Gemini is multimodal
Google's Gemini is a multimodal AI, meaning it can process more than one data type.
The model can process images, text, audio, video, and coding languages. The new capabilities allow for features such as written analysis of visual graphs.
The tech giant is also boosting the tech's code-generating abilities to try and take on Microsoft's GitHub Copilot, which is powered by OpenAI, The Information previously reported.
The first iteration of the model Gemini 1.0, is optimized for three sizes: Gemini Ultra, Pro, and Nano.
Inspired by AlphaGo
Gemini owes a debt to AlphaGo, which was developed by Google's DeepMind and became the first computer program to defeat a professional human Go player. AI history was made back in 2016 when AlphaGo beat Lee Sedol, one of the world's greatest Go players, at his own game.
The techniques used in AlphaGo would be combined with the technology that powers ChatGPT, Demis Hassabis, the boss of DeepMind, told Wired in June.
"At a high level you can think of Gemini as combining some of the strengths of AlphaGo-type systems with the amazing language capabilities of the large models," he said.
Early versions
Google began handing out an early version of the model to a small group of companies in September, The Information reported.
One person who had tested the tech previously told the outlet it may have an advantage on GPT-4 because it leverages Google's data from consumer products, as well as information gathered from the internet. The addition should mean the model can more accurately understand the user's intentions, the report said.

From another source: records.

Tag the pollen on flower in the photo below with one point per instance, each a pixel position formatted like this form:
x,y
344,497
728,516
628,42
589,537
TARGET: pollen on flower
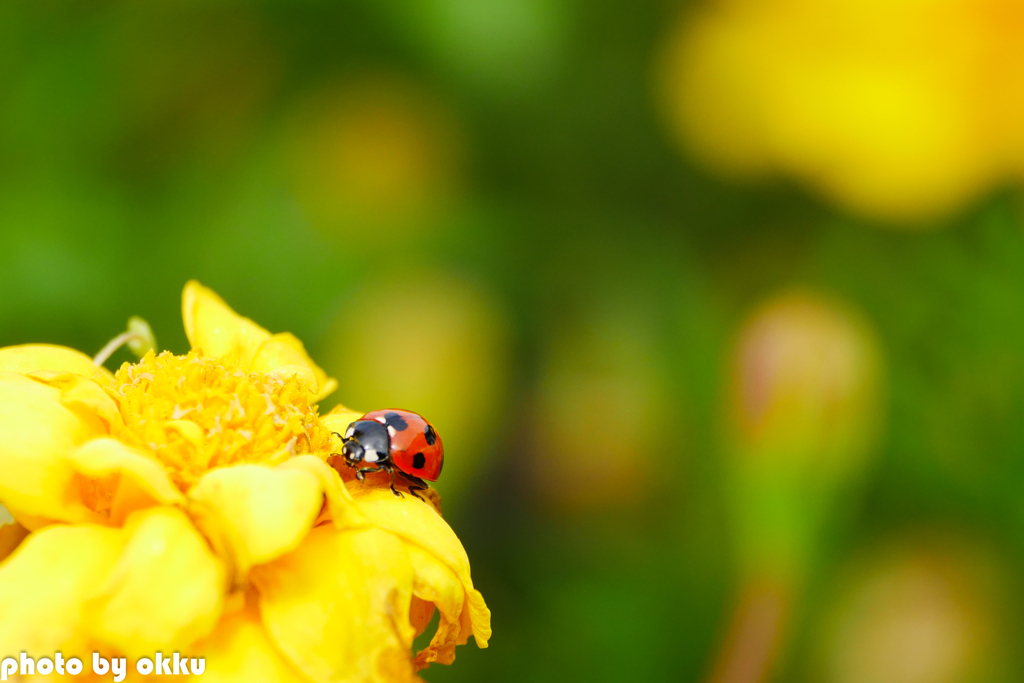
x,y
195,414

The person also said the model appeared to generate fewer incorrect answers, a common problem in artificial intelligence known as hallucinations. AI-powered chatbots have been known to present incorrect information as fact. Back in February, Google's ad for ChatGPT rival Bard showed the AI chatbot giving an inaccurate answer.
Researchers behind the SemiAnalysis blog have also predicted that Google's Gemini would likely outperform GPT-4 because of Google's access to top-flight chips.